Closed Loop’s domestic composting unit known as CLO’ey converts food waste, including meat
and dairy, into compost in just 24 hours, using heating, agitation and airflow. It is hygienic and
odour­free. Units are sold at stores such as the Woolworths­backed Masters Hardware, but they
cost more than $800 

“The biggest issue facing the world today is feeding the world. The next big thing is going to be
about focusing on food. We are very proactively developing now, with our customers, organics
processing on site.

“Any venue doesn’t need to have waste.
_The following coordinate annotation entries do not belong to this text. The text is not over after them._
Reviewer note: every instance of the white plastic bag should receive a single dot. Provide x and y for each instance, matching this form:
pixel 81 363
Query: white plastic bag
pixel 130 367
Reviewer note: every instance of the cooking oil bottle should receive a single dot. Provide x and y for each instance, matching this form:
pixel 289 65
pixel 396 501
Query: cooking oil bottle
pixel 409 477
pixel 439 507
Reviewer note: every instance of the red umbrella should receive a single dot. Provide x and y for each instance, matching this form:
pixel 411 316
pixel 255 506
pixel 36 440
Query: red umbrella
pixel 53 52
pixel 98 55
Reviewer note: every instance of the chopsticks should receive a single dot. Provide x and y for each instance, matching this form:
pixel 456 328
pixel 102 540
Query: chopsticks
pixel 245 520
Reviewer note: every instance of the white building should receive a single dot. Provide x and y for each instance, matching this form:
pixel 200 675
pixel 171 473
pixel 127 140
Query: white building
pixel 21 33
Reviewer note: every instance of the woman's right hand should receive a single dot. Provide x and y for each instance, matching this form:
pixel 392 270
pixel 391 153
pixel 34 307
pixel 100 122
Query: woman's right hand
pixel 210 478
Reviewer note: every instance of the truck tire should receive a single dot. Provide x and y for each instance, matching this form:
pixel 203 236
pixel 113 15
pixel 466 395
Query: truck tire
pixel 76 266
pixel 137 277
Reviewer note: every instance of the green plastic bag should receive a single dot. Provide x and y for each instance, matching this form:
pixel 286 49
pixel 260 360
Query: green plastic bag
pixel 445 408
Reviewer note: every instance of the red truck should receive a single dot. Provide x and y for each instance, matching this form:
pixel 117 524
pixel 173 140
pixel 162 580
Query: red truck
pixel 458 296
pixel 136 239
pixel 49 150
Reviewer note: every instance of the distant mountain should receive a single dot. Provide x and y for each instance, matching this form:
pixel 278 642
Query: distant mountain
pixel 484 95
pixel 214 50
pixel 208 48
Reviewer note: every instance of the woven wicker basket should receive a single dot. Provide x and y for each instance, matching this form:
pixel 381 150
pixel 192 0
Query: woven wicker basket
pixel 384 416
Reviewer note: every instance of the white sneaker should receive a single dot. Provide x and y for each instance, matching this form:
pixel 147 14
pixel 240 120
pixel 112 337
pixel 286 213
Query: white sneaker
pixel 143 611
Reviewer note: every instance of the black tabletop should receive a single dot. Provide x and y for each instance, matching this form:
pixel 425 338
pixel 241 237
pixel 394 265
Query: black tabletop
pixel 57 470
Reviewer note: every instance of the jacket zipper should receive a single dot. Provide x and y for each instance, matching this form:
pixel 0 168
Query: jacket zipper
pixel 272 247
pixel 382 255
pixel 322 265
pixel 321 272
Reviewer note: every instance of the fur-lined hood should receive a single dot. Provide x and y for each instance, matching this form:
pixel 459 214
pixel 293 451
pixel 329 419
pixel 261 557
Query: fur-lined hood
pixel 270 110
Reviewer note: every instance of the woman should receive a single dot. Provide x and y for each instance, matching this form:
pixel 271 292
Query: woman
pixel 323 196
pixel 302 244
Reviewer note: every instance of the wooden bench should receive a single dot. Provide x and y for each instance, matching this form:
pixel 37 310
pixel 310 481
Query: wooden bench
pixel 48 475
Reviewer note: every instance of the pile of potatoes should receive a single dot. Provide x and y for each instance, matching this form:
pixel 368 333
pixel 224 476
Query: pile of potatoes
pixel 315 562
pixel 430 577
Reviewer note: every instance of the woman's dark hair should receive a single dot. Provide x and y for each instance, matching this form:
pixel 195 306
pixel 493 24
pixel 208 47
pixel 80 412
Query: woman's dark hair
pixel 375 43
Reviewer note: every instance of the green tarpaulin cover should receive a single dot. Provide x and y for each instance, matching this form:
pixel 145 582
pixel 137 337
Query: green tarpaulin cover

You can save a lot of money setting up a recycling
program and having on­site organic processing,” Mr Pascoe said.

“In 10 years, I believe an in­kitchen composting unit that doesn’t smell will be just as essential as a
dishwasher.”

He said the key to more successful recycling was in specifying the inputs into the process. “Instead
of looking at recycling from the point of view of trying to recover a whole lot of waste, sort it out
and find markets for it, make products in the first place out of materials that you want back
because they have a value, then recycling will happen very quickly,” he said.

Closed Loop first came to national prominence at the Sydney Olympics, where it worked with
organisers to ensure all waste from the events was split and recycled.

The company still has a deal with the Olympic stadium at Homebush and has extended similar
deals to the Melbourne Cricket Ground and Etihad Stadium in the Melbourne Docklands.
In 2001 it started doing recycling work for Qantas and introduced the famed “box meals”, which
revolutionised the way the airline delivered onboard meals.

Now it is working on a new initiative with the airline that it calls “the world’s largest recycling
challenge”.

“This is about being able to put a product on a plane (and) take it off on the other side of the world
and recycle it,” Mr Pascoe said.

“We want to set up collection systems at every airport Qantas flies to in the world.”
The group has two full­time employees that work with the airline.

This year Closed Loop’s British business has also worked in partnership with Heathrow airport to
undertake an audit of waste at the world’s largest international airport, as part of its ongoing
sustainability review.

The results are set to change the way the aviation sector views waste; from a significant cost and
into a valuable revenue stream.

The company currently does recycling for 11 airlines that fly in to Heathrow and also recycles
waste from the terminals.

Closed Loop, of which Mr Geminder is a 25 per cent shareholder and a director, was spun out of
Visy in 2001.

A year later when Mr Geminder led a management buyout of the industrial packaging assets
acquired by Visy from Southcorp, he acquired Visy’s interest in Closed Loop.

Those industrial packaging assets formed the centrepiece of Pact Group, owned by Mr Geminder
and his wife, Fiona ­­ daughter of the late Richard Pratt. After making a string of acquisitions over
the past decade, Pact is now a $1.3 billion enterprise, while Ms Geminder also owns a one­third
stake in Visy.

“We have four or five board meetings a year and Ruffy would come to almost every one,” Mr
Pascoe said.

“He is very active in the meetings. He is very interested in the business, albeit he is not hands­on.
“We have a large media production arm with which we do a lot of work for Pact. We buy some
packaging product from Pact.

“We also do work with Visy and buy product from Visy. We have maintained a great relationship
with Visy through (its executive chairman) Anthony Pratt.”

Visy and Pact are competing more aggressively in key parts of the packaging market but Mr
Pascoe said he had managed to maintain a good relationship with both. “I don’t talk to one about
the other. Anthony is patently aware that Ruffy is a shareholder in our business but he knows he is not involved in the day­to­day running of the business. It works well for me.”